Troubleshooting techniques

If you run into issues deploying the changes to the cluster and are still unable to access the cluster as the kubeadmin User, the following examples can be used to help troubleshoot.

The relevant error logs for the authentication pipeline are available within Pods in openshift-authentication Namespace.

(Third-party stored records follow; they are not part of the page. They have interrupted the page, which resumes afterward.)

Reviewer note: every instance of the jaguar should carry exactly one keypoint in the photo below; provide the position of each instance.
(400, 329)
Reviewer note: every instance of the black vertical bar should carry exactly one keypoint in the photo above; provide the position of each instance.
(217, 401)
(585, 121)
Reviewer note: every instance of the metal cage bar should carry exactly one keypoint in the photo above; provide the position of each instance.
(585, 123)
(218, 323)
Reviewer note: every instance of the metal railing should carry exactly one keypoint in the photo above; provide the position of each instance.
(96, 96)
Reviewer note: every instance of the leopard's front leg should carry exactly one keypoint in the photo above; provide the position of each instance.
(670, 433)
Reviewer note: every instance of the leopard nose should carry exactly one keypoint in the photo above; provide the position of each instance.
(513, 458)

Some common examples of failures and resolutions are as below:

  1. Error log:
auth|⇒ oc logs -n openshift-authentication oauth-openshift-XXX | less
...
E0117 08:56:28.917755       1 basicauth.go:47] Error authenticating login "kubeadmin" with provider "kube:admin": kubeadmin password must be at least 23 characters long
E0117 08:56:28.917786       1 errorpage.go:26] AuthenticationError: kubeadmin password must be at least 23 characters long
...

Cause: The password does not meet the character requirement of 23 characters.
Resolution: Start from Step 1 with a longer password

  1. Error log:
auth|⇒ oc logs -n openshift-authentication oauth-openshift-XXX | less
...
E0117 06:13:20.531974       1 basicauth.go:47] Error authenticating login "kubeadmin" with provider "kube:admin": crypto/bcrypt: bcrypt hashes must start with '$', but hashedSecret started with ':'
E0117 06:13:20.532019       1 errorpage.go:26] AuthenticationError: crypto/bcrypt: bcrypt hashes must start with '$', but hashedSecret started with ':'
...

Cause: The : character is still present as the first character of the kubeadmin Secret.
Resolution: Ensure that the cut -c 2- command was not removed from the HASH generation step before storing the base64-encoded hash string into Kubernetes.